SELECT * FROM ranking_artist
WHERE rank <= 3;
12.	Write a query to find tracks where the liveness score is above the average.
SELECT 
	track,
	artist,
	liveness	
FROM  spotify
WHERE liveness > (SELECT AVG(liveness) FROM spotify);
13.	Use a WITH clause to calculate the difference between the highest and lowest energy values for tracks in each album.
WITH cte
AS
(SELECT 
	album,
	MAX(energy) as highest_energy,
	MIN(energy) as lowest_energery
FROM spotify
GROUP BY 1
)
SELECT 
	album,
	highest_energy - lowest_energery as energy_diff
FROM cte
ORDER BY 2 DESC

Dashboard

Results

Analysed a denormalised Spotify dataset using advanced SQL techniques to surface key insights across artists, tracks, and platforms.

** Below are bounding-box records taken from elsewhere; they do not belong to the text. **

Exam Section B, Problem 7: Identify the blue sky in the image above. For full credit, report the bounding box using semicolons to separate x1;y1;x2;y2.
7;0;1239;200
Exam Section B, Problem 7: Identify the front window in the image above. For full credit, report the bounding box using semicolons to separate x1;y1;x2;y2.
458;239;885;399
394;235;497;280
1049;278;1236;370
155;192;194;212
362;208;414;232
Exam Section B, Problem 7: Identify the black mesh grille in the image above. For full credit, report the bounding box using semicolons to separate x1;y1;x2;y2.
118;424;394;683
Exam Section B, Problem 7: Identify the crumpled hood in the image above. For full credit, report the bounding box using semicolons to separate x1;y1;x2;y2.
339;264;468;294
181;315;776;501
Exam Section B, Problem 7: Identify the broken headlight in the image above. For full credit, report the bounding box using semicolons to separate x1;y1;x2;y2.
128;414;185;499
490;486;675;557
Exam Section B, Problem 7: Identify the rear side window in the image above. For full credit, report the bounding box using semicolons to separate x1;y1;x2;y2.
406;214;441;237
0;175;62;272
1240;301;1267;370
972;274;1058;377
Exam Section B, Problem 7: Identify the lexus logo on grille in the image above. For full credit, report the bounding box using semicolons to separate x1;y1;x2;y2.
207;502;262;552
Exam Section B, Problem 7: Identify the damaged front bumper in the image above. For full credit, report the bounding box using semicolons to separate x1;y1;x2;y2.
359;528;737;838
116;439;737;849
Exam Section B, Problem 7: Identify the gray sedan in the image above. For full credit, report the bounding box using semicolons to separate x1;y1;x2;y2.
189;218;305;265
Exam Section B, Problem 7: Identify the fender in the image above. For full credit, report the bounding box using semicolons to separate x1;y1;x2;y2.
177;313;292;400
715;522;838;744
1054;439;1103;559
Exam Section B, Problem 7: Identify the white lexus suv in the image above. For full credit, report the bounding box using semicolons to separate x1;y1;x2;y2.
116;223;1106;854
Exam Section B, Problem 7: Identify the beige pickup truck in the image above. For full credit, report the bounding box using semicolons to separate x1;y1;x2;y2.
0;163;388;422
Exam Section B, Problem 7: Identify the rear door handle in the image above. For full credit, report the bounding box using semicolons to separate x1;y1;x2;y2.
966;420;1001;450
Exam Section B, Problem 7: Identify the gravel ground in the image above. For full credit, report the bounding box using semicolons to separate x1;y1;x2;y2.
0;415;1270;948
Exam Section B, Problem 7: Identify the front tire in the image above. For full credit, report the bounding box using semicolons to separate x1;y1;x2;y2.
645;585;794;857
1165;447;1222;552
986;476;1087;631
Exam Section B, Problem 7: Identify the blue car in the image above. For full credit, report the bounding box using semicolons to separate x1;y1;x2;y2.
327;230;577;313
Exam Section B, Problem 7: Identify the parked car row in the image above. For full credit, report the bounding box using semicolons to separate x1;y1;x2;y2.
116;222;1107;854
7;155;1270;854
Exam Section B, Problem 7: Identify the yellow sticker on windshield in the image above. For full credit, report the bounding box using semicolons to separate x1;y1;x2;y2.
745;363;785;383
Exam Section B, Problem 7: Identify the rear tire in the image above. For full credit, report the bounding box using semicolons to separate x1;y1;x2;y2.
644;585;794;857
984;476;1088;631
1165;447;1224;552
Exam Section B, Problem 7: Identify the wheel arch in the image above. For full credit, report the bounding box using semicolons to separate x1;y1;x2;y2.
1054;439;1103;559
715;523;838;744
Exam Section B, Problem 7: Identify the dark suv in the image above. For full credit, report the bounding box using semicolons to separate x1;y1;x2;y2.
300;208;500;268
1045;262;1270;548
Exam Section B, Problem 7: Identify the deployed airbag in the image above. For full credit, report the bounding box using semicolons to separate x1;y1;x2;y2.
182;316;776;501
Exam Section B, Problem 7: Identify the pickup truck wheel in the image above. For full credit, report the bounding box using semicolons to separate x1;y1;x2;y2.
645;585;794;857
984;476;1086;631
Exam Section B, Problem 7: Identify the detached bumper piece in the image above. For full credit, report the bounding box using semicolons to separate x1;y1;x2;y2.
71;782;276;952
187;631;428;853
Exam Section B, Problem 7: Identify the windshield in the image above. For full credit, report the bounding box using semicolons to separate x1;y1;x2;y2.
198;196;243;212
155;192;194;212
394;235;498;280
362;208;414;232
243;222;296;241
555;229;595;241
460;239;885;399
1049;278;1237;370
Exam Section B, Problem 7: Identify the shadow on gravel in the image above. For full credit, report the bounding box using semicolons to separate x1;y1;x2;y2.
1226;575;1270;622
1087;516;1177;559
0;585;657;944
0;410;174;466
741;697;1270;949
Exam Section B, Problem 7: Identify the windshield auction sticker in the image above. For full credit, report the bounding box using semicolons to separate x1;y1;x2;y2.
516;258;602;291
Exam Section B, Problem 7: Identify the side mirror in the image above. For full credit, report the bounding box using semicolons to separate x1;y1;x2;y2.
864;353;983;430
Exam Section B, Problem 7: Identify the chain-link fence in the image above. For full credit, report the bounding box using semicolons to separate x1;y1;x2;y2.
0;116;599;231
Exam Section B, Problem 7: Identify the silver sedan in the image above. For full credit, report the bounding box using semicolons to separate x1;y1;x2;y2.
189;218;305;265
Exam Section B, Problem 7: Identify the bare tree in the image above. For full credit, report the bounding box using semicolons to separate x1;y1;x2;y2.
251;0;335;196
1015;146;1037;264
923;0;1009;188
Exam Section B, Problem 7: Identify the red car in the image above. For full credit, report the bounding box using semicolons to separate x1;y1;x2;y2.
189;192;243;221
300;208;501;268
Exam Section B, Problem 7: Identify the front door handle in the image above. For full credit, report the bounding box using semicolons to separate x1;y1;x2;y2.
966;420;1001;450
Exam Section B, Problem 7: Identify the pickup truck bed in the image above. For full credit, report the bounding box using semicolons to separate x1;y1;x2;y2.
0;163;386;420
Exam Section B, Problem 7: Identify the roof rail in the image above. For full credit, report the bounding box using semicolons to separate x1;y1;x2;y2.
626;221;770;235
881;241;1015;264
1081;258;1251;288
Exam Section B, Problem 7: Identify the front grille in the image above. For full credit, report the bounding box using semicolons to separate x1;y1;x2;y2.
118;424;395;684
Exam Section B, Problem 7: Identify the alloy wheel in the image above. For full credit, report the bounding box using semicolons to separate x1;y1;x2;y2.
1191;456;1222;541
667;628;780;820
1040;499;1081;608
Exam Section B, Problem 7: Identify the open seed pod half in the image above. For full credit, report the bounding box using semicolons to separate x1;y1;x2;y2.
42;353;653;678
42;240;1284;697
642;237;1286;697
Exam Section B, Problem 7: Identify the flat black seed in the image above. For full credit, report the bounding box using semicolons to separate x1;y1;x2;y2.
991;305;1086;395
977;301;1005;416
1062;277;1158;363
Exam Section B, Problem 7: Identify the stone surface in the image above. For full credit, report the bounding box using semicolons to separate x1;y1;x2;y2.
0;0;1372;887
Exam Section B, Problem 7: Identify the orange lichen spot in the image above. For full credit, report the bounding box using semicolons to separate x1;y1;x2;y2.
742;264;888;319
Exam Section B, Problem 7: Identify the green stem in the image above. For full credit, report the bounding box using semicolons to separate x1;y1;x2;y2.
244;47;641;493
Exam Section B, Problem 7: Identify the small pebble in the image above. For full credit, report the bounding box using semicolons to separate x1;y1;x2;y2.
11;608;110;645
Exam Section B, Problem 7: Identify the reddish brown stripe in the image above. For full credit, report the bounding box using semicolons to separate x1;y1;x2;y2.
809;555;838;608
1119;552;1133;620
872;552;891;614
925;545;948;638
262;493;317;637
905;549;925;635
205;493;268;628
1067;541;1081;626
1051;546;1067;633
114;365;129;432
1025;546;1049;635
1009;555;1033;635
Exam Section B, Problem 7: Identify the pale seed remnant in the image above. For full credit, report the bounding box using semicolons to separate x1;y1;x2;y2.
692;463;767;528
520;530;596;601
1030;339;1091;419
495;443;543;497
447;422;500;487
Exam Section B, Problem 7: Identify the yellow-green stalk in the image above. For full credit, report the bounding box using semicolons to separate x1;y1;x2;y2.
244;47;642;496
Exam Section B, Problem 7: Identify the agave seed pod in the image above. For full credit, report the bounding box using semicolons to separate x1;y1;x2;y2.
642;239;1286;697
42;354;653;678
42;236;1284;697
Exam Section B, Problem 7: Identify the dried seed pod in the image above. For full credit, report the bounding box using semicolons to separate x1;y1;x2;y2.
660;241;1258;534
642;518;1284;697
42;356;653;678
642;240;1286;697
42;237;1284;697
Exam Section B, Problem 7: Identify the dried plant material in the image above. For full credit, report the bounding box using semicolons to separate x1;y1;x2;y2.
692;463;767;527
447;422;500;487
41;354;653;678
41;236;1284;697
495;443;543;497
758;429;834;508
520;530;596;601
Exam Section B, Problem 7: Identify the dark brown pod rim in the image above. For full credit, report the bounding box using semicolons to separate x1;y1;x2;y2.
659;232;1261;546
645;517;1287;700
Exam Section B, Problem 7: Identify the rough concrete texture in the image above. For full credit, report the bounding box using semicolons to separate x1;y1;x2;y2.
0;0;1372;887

Key skills: CTEs, window functions, performance tuning, query optimisation

Results:

  • Identified top 3 viewed tracks per artist
  • Compared stream counts between Spotify and YouTube
  • Highlighted high-liveness tracks and energy trends
  • Improved query performance with indexing and EXPLAIN plans

From exploratory queries to optimised insights — this project demonstrates SQL depth and data storytelling with real-world impact.